Sorting a selection of an invalid array index

Question

Sorting a selection of an invalid array index

I am writing a sort that, given an array of unordered elements, will populate the new array with indexes of the sorted elements. For instance,

[3, 2, 1]

will return

 [2, 1, 0] // original indexes of sorted array [1, 2, 3]

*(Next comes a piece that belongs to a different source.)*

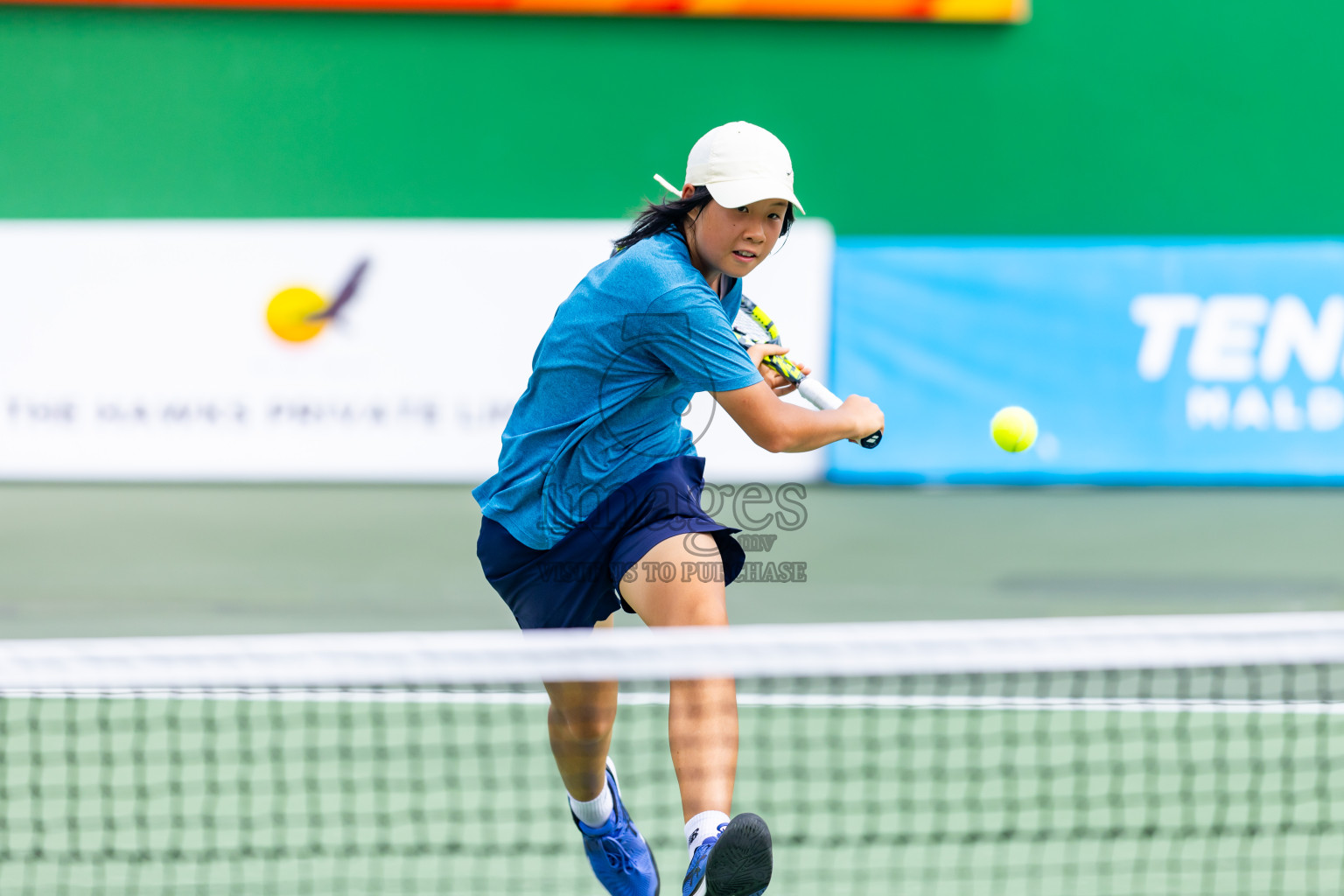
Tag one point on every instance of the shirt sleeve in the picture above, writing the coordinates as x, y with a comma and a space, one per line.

Unfortunately, it fills the array incorrectly, repeating the same index on top.

This is my code:

 void sort(float data[], int indx[], int len) { int min; float temp; float tempData[len]; for (int x = 0; x < len; ++x){ tempData[x] = data[x]; } for (int i = 0; i < len; ++i) { min = i; for (int j = i + 1; j < len; ++j) { if (tempData[j] < tempData[min]) { min = j; } } temp = tempData[i]; tempData[i] = tempData[min]; tempData[min] = temp; indx[i] = min; } }

And given this array:

 [8.5, 10.0, 9.25, 12.5, 12.75, 12.5, 16.0, 14.75, 17.0, 18.0, 21.0, 13.0, 7.25];

it returns:

 [12, 12, 2, 12, 5, 12, 12, 11, 11, 12, 11, 12, 12]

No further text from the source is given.